Questions as Framed for the Court by the Parties

Whether the Second Circuit erred in refusing to give deference under Chevron, U.S.A., Inc. v. Natural Res. Def. Council, Inc., 467 U.S. 837 (1984), to a thirty-year-old Department of Labor regulation—a regulation that has twice been upheld by the Tenth Circuit—on the ground that, even though it was promulgated under express grants of legislative authority and after full notice-and-comment rulemaking, the regulation was contained in a subpart headed “Interpretations.”

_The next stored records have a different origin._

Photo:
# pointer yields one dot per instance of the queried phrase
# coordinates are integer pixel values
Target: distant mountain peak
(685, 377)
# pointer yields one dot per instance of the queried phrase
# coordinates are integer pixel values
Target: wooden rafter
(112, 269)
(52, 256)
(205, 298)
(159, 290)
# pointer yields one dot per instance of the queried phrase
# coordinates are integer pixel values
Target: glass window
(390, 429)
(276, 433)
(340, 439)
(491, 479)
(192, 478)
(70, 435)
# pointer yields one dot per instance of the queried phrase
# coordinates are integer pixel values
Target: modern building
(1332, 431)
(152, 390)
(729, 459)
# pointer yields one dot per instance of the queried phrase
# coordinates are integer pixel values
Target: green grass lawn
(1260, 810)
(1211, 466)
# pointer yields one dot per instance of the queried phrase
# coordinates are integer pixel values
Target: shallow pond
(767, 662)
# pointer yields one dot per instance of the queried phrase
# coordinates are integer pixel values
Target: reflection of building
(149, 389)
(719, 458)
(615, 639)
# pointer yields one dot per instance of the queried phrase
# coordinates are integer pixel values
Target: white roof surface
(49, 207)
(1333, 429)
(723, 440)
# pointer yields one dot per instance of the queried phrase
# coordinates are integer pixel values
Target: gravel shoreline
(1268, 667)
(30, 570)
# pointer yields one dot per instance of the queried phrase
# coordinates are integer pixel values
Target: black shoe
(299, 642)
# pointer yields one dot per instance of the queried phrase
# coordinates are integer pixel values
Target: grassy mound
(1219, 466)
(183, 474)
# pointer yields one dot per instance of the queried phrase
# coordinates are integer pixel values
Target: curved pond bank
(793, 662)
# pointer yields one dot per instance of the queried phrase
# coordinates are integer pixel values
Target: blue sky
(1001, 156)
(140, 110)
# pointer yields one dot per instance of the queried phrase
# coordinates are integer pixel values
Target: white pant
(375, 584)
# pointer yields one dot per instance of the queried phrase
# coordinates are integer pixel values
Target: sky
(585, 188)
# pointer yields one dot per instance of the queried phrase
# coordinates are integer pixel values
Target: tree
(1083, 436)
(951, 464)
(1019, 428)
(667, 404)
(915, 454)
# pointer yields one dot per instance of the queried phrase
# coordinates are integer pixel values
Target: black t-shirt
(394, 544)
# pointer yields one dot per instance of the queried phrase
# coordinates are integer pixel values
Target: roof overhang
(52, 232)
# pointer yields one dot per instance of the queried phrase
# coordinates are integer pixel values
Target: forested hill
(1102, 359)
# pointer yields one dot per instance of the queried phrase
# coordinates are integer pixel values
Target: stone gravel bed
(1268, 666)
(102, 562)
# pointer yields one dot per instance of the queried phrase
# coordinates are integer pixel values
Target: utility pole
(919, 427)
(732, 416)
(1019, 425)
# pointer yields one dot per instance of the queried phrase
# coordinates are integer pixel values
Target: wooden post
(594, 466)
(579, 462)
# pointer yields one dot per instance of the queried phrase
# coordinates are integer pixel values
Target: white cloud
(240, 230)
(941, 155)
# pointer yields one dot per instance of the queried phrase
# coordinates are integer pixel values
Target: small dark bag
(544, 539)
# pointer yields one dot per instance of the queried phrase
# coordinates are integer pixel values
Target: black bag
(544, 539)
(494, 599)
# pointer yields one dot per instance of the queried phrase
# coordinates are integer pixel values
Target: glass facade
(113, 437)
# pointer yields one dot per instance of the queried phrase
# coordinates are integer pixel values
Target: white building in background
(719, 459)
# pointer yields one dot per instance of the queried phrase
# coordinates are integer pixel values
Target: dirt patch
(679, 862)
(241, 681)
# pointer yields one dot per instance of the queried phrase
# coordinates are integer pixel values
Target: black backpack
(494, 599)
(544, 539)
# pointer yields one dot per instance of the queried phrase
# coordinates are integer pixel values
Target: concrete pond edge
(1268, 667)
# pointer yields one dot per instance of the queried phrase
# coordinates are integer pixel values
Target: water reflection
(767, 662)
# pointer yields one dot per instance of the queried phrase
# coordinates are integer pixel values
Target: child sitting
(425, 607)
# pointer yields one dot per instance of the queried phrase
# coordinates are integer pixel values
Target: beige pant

Whether, in holding that a longstanding Department of Labor regulation was not persuasive and thus undeserving of any deference under Skidmore v. Swift & Co., 323 U.S. 134 (1944), the Second Circuit erred by failing to address the governing provisions of the Fair Labor Standards Act and by declining to give any weight to the Department’s interpretation of its own regulations.

Originally, the Fair Labor Standards Act (FLSA) mandated a minimum wage and overtime benefits to those workers whose employer was engaged in commerce or produced goods for commerce and whose gross sales met or exceeded $250,000. 29 U.S.C. § 213.